His interventions led to debates in the Parliament on 12 occasions. So he knew that Gorakhpur was sitting on a health bomb with a short fuse. Why did he not act?
Just rewind to July 13, 2009. Yogi told parliament that “Japanese encephalitis is a kind of epidemic and starts to wreak havoc after rains after June 15 and continues till October November. During NDA period, for 4-5 years, this area was adopted for vaccination. It is sad this this year 98 deaths have already happened (till July 2009) and neither vaccination has been carried out nor any concrete steps have been taken for eradication of this disease…it has been 31 years and a large part of Eastern UP and Western Bihar are in the grip of an epidemic and every year thousands of children die because of this disease.”

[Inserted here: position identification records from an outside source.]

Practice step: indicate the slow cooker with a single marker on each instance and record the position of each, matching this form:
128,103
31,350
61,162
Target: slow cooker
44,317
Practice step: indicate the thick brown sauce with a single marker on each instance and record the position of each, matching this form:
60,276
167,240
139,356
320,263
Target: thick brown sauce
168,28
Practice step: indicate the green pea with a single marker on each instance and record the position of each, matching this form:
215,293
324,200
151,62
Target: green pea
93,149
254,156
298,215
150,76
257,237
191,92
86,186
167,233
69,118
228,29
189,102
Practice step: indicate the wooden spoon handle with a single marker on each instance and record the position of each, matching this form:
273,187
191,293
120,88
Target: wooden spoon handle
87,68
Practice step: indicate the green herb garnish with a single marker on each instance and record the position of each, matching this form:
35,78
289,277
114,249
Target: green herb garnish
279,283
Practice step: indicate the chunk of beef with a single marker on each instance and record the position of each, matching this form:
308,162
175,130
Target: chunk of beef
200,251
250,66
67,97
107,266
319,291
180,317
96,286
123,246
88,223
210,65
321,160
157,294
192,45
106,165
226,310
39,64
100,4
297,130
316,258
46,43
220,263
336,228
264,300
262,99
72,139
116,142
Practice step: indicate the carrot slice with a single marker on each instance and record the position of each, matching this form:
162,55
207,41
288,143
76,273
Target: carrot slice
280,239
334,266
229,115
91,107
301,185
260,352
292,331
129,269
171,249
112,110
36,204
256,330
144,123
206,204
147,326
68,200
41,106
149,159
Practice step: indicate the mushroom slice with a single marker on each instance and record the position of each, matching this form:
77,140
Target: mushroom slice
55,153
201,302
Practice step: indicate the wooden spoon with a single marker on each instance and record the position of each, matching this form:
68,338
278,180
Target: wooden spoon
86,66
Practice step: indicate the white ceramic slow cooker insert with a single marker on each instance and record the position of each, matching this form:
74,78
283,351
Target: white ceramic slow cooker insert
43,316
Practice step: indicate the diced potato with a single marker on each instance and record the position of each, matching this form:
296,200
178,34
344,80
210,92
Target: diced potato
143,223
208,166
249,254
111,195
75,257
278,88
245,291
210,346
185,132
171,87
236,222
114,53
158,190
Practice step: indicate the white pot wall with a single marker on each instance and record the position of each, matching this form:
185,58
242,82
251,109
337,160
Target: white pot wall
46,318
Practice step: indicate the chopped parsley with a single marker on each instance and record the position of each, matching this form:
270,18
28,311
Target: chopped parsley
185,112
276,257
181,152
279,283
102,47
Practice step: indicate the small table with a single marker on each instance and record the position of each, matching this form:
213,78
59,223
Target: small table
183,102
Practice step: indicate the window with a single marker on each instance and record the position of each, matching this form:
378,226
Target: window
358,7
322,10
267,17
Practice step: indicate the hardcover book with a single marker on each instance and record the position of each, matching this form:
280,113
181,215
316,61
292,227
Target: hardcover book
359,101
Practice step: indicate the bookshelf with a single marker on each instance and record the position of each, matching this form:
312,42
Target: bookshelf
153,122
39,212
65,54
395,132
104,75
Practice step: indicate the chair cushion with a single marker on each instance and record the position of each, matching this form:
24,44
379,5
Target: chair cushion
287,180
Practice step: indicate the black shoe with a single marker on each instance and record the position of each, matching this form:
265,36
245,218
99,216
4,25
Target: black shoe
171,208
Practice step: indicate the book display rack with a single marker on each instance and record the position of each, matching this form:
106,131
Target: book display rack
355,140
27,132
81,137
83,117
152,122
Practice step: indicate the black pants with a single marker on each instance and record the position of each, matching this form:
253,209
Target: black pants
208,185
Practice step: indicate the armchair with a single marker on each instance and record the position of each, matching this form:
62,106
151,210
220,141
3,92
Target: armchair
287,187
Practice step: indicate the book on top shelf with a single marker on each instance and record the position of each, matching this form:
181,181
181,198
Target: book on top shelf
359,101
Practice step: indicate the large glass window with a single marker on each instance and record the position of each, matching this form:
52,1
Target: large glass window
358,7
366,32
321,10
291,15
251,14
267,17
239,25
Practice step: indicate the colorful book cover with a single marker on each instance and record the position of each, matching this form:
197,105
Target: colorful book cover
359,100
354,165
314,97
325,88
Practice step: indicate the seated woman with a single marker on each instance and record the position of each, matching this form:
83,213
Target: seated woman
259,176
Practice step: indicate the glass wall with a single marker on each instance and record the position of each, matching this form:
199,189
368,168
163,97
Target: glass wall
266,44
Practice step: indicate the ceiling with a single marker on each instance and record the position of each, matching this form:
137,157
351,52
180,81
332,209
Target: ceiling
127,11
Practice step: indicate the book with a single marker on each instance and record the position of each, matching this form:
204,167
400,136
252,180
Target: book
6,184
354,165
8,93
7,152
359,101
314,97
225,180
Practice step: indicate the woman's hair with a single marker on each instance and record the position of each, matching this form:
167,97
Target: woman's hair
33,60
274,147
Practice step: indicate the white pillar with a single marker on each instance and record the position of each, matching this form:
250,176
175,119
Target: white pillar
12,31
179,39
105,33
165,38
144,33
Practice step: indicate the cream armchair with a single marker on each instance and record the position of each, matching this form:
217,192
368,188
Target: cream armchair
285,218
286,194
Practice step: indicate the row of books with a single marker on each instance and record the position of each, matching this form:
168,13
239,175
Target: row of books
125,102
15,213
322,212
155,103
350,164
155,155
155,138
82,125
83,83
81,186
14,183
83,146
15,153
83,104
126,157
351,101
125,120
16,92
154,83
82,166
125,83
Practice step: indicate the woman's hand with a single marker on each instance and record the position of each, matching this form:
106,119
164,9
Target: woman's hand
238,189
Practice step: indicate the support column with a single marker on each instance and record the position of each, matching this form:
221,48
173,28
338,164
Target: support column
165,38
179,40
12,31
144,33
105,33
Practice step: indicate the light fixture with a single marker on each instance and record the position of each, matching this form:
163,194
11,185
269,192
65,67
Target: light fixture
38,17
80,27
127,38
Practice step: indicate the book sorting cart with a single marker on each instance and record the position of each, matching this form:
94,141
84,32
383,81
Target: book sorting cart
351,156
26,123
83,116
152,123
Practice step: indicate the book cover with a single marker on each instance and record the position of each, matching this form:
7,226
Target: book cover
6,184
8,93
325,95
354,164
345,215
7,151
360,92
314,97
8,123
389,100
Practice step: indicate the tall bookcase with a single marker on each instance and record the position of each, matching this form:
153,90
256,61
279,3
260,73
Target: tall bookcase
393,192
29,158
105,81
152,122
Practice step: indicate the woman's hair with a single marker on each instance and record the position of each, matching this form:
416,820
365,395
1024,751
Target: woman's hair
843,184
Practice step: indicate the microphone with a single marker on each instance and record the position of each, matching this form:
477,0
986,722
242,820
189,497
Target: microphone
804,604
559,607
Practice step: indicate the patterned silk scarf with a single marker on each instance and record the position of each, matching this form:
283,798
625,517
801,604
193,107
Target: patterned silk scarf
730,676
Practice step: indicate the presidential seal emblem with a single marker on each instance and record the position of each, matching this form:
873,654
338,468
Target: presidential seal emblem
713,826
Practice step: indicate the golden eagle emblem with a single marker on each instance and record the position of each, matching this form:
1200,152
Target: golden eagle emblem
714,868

He said that the number of deaths in BRD Medical College alone stood at: 937 in 2005; 431 in 2006; 516 in 2007; 410 in 2008 and 98 in 2009 until July.
Between 2004 and 2017, Japanese Encephalitis has resulted into 15,315 deaths of which UP alone has seen for 8,267 deaths or 54 per cent of the total.
Apart from child deaths, it is UP’s paralysed healthcare system that is on the death bed gasping for some financial and infrastructural `oxygen’.
There are hundreds of community health centres (CHC) without a specialist and no provision for emergency services; primary health centres are sometimes run by a pharmacist unqualified to treat patients; a sub-centre operates only once in a month. Because of the failure at the primary level, the poor are forced to flood the BRD Medical College Hospital in Gorakhpur only to see their kids die.
The poor kids are fated to die because in India, there is no space for mourning, only for recrimination. Little wonder that politicians of all hues have jumped in to blame Yogi and the dark history of healthcare that UP is infamous for.
We can reach the Moon and Mars, but in the poor and dirty backyard of Gorakhpur, we do not have the will power or the urgency to fight a common epidemic like Japanese Encephalitis or, worse, corruption at all levels.
On this Independence Day, can we be proud of our achievements? Sorry, the answer is a big `no’ from Gorakhpur.
And the only way to wipe the tears of every mother who lost her child in BRD Hospital recently is to file criminal complaints and bring the guilty to books. Will the Yogi Sarkar do this?